In this guide, we will learn how to deploy a Kafka Streams application on a Kubernetes cluster. We will deploy both Kafka itself and a Kafka Streams application using Kubernetes manifests and Helm charts.
First, we need to deploy Kafka on our Kubernetes cluster. The easiest way to deploy Kafka is by using Helm charts.
We will use the Bitnami Kafka Helm chart to deploy Kafka:
# Add Bitnami Helm repository
helm repo add bitnami https://charts.bitnami.com/bitnami
# Update Helm repositories
helm repo update
# Install Kafka
helm install kafka bitnami/kafka --set replicaCount=1 --set zookeeper.replicaCount=1
This command installs a single-node Kafka and Zookeeper setup on the Kubernetes cluster.
We will now deploy the Kafka Streams application (similar to the ETL example) on Kubernetes using a Docker container and Kubernetes manifests.
Create a Dockerfile
to package the Kafka Streams application:
# Dockerfile for Kafka Streams Application
FROM openjdk:17-jdk-slim
COPY target/kafka-streams-etl.jar /app/kafka-streams-etl.jar
WORKDIR /app
CMD ["java", "-jar", "kafka-streams-etl.jar"]
Build the Docker image:
# Build the Docker image
docker build -t yourusername/kafka-streams-etl:latest .

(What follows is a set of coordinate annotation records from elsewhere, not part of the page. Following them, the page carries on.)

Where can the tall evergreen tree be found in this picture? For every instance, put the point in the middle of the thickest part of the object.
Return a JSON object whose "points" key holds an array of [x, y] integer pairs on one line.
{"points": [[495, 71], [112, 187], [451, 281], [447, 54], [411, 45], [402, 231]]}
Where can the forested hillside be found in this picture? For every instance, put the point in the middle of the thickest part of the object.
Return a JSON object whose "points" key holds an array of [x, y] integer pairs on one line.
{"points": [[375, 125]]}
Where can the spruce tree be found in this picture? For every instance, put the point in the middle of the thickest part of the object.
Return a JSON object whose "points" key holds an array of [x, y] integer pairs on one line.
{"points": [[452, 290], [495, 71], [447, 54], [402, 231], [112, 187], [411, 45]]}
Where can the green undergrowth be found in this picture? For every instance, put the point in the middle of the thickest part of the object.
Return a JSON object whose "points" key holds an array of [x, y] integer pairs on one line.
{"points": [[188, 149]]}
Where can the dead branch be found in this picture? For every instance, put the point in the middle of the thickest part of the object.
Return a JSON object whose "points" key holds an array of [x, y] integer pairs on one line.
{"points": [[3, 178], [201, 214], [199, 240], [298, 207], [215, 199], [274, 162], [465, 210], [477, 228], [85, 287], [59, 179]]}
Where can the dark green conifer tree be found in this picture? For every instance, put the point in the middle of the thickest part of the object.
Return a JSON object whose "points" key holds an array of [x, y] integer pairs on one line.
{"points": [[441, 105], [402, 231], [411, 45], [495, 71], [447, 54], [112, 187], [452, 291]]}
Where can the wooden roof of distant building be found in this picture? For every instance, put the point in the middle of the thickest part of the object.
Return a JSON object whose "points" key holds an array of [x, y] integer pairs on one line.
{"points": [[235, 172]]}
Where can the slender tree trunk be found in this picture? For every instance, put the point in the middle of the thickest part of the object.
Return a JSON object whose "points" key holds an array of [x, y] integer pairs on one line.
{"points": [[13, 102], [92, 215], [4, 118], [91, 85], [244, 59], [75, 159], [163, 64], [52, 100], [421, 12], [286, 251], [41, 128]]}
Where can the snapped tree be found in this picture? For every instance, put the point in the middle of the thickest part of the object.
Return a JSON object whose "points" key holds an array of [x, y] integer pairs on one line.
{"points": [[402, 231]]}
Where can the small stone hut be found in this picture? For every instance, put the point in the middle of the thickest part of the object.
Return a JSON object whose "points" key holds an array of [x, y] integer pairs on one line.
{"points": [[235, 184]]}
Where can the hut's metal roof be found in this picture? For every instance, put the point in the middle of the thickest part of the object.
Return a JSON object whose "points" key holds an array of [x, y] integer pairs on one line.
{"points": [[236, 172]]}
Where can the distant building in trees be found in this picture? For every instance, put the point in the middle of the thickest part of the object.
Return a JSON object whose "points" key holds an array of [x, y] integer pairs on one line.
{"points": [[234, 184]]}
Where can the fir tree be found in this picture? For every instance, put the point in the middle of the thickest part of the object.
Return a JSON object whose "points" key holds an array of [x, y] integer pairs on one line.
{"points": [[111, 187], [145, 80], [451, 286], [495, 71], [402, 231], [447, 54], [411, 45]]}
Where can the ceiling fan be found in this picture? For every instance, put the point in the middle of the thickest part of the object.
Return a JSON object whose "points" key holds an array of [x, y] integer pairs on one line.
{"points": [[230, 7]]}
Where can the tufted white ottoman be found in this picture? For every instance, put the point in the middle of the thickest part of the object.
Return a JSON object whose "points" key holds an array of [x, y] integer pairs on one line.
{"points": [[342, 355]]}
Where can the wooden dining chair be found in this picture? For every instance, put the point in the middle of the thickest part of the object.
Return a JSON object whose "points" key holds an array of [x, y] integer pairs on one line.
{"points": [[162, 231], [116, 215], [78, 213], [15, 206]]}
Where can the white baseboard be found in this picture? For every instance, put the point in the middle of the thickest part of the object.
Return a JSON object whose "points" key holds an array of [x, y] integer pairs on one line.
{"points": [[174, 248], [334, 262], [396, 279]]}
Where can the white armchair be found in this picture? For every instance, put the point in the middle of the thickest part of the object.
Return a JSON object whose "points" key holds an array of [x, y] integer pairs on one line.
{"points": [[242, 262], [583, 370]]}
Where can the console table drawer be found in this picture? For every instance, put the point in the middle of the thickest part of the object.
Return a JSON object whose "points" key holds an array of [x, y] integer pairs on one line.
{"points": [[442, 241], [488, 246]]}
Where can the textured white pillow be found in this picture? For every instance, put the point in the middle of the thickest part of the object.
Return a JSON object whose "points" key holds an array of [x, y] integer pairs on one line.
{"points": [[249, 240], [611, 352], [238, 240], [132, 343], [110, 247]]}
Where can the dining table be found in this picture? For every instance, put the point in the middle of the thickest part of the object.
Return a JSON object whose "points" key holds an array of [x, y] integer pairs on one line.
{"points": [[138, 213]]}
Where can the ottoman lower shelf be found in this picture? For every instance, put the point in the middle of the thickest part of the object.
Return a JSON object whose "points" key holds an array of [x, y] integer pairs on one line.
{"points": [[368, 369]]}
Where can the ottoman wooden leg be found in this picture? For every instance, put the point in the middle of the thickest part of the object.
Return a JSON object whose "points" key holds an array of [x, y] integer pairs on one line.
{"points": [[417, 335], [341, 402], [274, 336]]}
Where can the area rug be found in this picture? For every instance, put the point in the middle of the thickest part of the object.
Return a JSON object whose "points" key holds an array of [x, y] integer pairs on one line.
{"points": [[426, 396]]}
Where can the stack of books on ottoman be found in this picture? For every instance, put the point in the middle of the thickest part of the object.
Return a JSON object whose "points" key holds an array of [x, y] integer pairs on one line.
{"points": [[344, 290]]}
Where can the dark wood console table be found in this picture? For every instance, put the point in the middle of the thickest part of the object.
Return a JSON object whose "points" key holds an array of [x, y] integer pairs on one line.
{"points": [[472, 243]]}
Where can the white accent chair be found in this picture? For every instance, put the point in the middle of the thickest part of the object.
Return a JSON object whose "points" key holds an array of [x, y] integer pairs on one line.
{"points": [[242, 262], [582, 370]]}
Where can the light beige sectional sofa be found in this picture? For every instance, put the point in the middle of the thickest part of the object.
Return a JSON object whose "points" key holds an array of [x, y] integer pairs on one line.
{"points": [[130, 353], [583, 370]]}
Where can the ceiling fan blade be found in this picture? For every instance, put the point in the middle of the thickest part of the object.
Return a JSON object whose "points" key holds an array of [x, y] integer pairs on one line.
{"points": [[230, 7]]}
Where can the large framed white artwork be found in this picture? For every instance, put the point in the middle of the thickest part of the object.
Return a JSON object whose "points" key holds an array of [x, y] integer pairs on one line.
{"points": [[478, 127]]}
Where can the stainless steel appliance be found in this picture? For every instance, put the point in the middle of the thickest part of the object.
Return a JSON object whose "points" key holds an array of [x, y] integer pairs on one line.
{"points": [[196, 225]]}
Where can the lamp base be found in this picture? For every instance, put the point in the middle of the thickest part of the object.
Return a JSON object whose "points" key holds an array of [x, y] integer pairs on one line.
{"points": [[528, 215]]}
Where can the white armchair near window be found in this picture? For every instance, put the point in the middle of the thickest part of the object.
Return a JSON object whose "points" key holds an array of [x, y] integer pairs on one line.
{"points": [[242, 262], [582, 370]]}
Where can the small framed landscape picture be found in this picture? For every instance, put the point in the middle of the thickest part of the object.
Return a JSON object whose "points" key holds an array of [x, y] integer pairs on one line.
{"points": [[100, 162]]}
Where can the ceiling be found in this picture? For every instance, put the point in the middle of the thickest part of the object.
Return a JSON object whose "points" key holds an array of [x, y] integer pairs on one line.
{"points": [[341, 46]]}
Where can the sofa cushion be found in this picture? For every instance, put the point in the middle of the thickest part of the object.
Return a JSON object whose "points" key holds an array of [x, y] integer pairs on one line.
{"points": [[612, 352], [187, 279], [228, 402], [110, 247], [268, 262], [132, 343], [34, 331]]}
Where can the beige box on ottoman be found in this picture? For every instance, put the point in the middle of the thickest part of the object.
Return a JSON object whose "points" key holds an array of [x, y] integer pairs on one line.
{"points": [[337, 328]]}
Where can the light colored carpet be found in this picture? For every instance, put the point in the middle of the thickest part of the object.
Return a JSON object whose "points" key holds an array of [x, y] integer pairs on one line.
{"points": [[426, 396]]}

Push the image to a container registry (e.g., Docker Hub or another registry):
# Push the image to Docker Hub
docker push yourusername/kafka-streams-etl:latest
Now, create a Kubernetes deployment and service YAML file for the Kafka Streams application:
---
apiVersion: apps/v1
kind: Deployment
metadata:
name: kafka-streams-etl
labels:
app: kafka-streams-etl
spec:
replicas: 1
selector:
matchLabels:
app: kafka-streams-etl
template:
metadata:
labels:
app: kafka-streams-etl
spec:
containers:
- name: kafka-streams-etl
image: yourusername/kafka-streams-etl:latest
imagePullPolicy: Always
ports:
- containerPort: 8080
env:
- name: KAFKA_BROKER
value: "kafka:9092"
- name: INPUT_TOPIC
value: "input-topic"
- name: OUTPUT_TOPIC
value: "output-topic"
---
apiVersion: v1
kind: Service
metadata:
name: kafka-streams-etl
spec:
selector:
app: kafka-streams-etl
ports:
- protocol: TCP
port: 8080
targetPort: 8080
Apply the Kubernetes manifests to deploy the Kafka Streams application:
# Apply the Kafka Streams application deployment
kubectl apply -f kafka-streams-deployment.yaml
This will create a pod that runs your Kafka Streams application and a service to expose it.
Check if the Kafka Streams application is running by listing the pods:
# List running pods
kubectl get pods
You should see a pod named kafka-streams-etl
in the list. You can check the logs of the Kafka Streams application using:
# View logs of Kafka Streams application
kubectl logs kafka-streams-etl
You can produce messages to the Kafka topic using Kafka console producer:
# Produce messages to Kafka topic
kubectl exec -it $(kubectl get pods | grep kafka | awk '{print $1}') -- kafka-console-producer.sh --broker-list kafka:9092 --topic input-topic
> message1
> message2
Then, consume messages from the output topic:
# Consume messages from Kafka output topic
kubectl exec -it $(kubectl get pods | grep kafka | awk '{print $1}') -- kafka-console-consumer.sh --bootstrap-server kafka:9092 --topic output-topic --from-beginning
In this guide, we learned how to deploy a Kafka Streams application on a Kubernetes cluster. We used Helm to install Kafka and Kubernetes manifests to deploy our Kafka Streams ETL pipeline. This setup allows for scalable, resilient, real-time data streaming and transformation in a cloud-native environment.